Cuando hubieron terminado con la última gallina, intentaron barrer las plumas de la cabaña pero la tarea resultó tan imposible que provocó en ambos un ataque de risa, hasta que Mabel se rindió y se dejó caer en una silla de la cocina, con las piernas estiradas. Jack se secó el sudor de la frente con el antebrazo.
—¿Quién habría dicho que preparar aves para comer daría tanto trabajo?
Mabel se abanicó con una mano. Jack asintió y luego llevó a las gallinas al establo, donde las colgó al lado de la carne de alce. Permanecerían congeladas durante el invierno, hasta que tuvieran ánimos para comerlas.
Cuando regresó, vio que Mabel había dejado una aparte.
—Antes bromeábamos, ¿no? Cuando dijimos que podríamos comernos una para cenar.
—No es para nosotros.
—Entonces ¿para qué?
Mabel se puso el abrigo y las botas.
—Me la llevo a un lugar del bosque.
—¿A qué lugar?
—Al mismo donde dejaste los regalos para la niña… y la muñeca.
Lo había sabido durante todo el tiempo.
—Pero… ¿una gallina muerta? —dijo él—. ¿Para la niña?
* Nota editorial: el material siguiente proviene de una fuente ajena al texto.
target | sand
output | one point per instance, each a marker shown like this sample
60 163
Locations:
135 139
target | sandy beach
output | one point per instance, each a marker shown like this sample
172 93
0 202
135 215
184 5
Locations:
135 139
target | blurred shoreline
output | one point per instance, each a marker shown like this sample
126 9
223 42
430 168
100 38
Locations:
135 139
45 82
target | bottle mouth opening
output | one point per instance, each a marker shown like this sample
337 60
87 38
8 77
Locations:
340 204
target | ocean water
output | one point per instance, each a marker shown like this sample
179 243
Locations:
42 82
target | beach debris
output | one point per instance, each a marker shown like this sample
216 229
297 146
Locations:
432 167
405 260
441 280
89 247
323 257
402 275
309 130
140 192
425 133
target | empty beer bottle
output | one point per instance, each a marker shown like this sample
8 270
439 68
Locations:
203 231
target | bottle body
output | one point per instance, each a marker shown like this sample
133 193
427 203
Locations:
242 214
—No es para ella. Es para su zorro.
—¿Vas a alimentar a un zorro salvaje con una de nuestras gallinas?
—Necesito hacerlo.
—¿Por qué? —Jack levantó la voz—. ¿Qué sentido tiene eso, por el amor de Dios? ¿Apenas podemos comer nosotros, y ahora vas a dejar una ración de comida en el bosque?
—Quiero que ella sepa… —Mabel se puso seria, como si lo que iba a decir precisara hacer acopio de cierto valor—. Faina debe saber que la queremos.
—¿Y una gallina será la prueba?
—Ya te lo he dicho, es para su zorro.
Mientras Mabel sacaba el ave muerta en plena noche, Jack tuvo ganas de echarse a reír ante lo absurdo que era todo ello. En cambio, su mente evocó lo que había dicho Esther, sus palabras sobre la locura que asaltaba a la gente durante el oscuro invierno.